I have always been a connector. It’s in my DNA. After attending the Kellogg Graduate School of Management at Northwestern University, I started my career in human capital management. I worked at Gemini Consulting and the Hay Group in organizational development, executive coaching and compensation. I transitioned to Executive Recruiting at Russell Reynolds Associates, which was perfect for my interest and skill set as I was essentially a “professional connector.”
It was at Russell Reynolds Associates where I got my first cell phone (a Blackberry) — a big step up from the Palm Pilot. The phone enabled me to work from anywhere, which was quite helpful in consulting, but I soon realized why people started referring to it as a “crackberry.” And so began my own internal struggle with the benefits and challenges of technology.
In 2009, after facing my defeat (my attempt to limit my digital distractions actually led me to juggle two devices instead of one!) my family and I took a life-sabbatical and moved from Manhattan to Colorado for the year, where we could all get back to the nature. Even if just for a year.
It was in Aspen that I met MIT Professor Sherry Turkle, with whom I spent the next several years traveling around the country talking to companies about technology in the workplace. I am now writing, speaking and consulting about the impact of technology on relationships in the workplace, always with an eye toward high tech for human touch.
What legacy do you hope to leave through your work?
My hope is that the companies and people I work with realize themselves, in a deep way, the importance of relationships. I want them to see that it is good for them personally, their businesses and the world.
What is your morning ritual?
Every morning I go to Starbucks and order an extra hot grande soy latte - sometimes with an extra shot. Instead of checking emails and getting work done, I use this time to relax, center myself, feel the heat on my hands and actually enjoy the taste and smell of the coffee. It’s my own Starbucks morning meditation. After that, I’m ready to take the day by storm.

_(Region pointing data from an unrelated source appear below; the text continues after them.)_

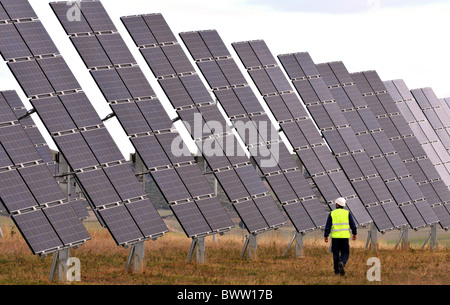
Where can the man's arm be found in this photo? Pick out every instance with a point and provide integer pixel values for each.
(352, 226)
(327, 228)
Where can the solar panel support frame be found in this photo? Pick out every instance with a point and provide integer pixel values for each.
(197, 246)
(403, 238)
(60, 266)
(298, 239)
(432, 238)
(136, 258)
(250, 247)
(372, 238)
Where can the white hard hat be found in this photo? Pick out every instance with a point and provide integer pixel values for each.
(341, 201)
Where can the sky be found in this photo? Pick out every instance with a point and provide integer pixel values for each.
(399, 39)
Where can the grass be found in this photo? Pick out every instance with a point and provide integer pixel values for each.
(102, 262)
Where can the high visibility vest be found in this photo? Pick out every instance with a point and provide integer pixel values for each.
(340, 226)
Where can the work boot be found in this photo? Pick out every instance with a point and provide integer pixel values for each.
(341, 268)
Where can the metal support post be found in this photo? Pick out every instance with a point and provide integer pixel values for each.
(432, 237)
(198, 246)
(136, 257)
(60, 265)
(403, 238)
(251, 244)
(298, 238)
(372, 238)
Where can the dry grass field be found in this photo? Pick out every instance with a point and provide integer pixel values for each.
(102, 262)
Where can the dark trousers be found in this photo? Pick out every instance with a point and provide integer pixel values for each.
(341, 251)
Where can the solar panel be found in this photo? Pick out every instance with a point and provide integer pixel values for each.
(96, 16)
(36, 38)
(116, 49)
(37, 231)
(111, 85)
(50, 76)
(31, 78)
(18, 145)
(251, 217)
(80, 109)
(421, 127)
(58, 74)
(146, 218)
(97, 189)
(171, 185)
(185, 91)
(66, 224)
(102, 145)
(194, 181)
(338, 133)
(54, 113)
(41, 184)
(191, 219)
(125, 183)
(386, 164)
(14, 193)
(11, 43)
(364, 85)
(91, 51)
(121, 224)
(75, 151)
(214, 214)
(19, 9)
(302, 135)
(79, 208)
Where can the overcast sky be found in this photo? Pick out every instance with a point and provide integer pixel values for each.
(399, 39)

What would you say your personal superpower is?
Connecting the dots.
Is work-life balance a problem for you? What is one no-fail tactic you use to create balance?

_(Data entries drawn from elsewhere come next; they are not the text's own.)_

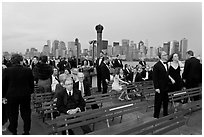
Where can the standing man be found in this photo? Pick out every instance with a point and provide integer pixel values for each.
(70, 101)
(17, 86)
(192, 74)
(83, 86)
(142, 62)
(118, 62)
(105, 75)
(160, 79)
(99, 62)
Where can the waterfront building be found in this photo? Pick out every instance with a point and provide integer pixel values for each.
(166, 47)
(55, 45)
(183, 48)
(110, 50)
(46, 50)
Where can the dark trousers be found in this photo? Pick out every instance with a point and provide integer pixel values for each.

Work-life balance is a problem for everyone today. Technology is integrated into everything that we do and it blurs the delineation between work and home. We need to be disciplined to ensure that we can enjoy the “life” part of the equation.
When I am on vacation with my family, I lock all five of our phones in the hotel safe for a few hours every day. This reminds my kids to look around, pick up a tennis racket, go for a swim, and relax under a tree. And it is much easier to connect as a family when we aren’t distracted by our devices.
What is one piece of advice you’d offer working moms?
You can have it all, but just not all at one time. Something always has to give. Every couple of years (or more often), stop and really consider your priorities in the context of the stages of your life: your kids’ development, your family’s finances, and needs of your extended family (aging parents, etc.). In other words, let your values guide you. For example, I have stayed in two jobs longer than I might have wanted because they were low stress and enabled me to prioritize my family, which would be much harder at a start-up.
Tell us about your favorite Ellevate Network memory or success story. Why are you a member?
I recently joined Ellevate because I have been speaking to an increased number of women’s groups, some of whom are Ellevate members. I see the power of bringing women together to connect and I look forward getting to know the many talented women that are part of Ellevate.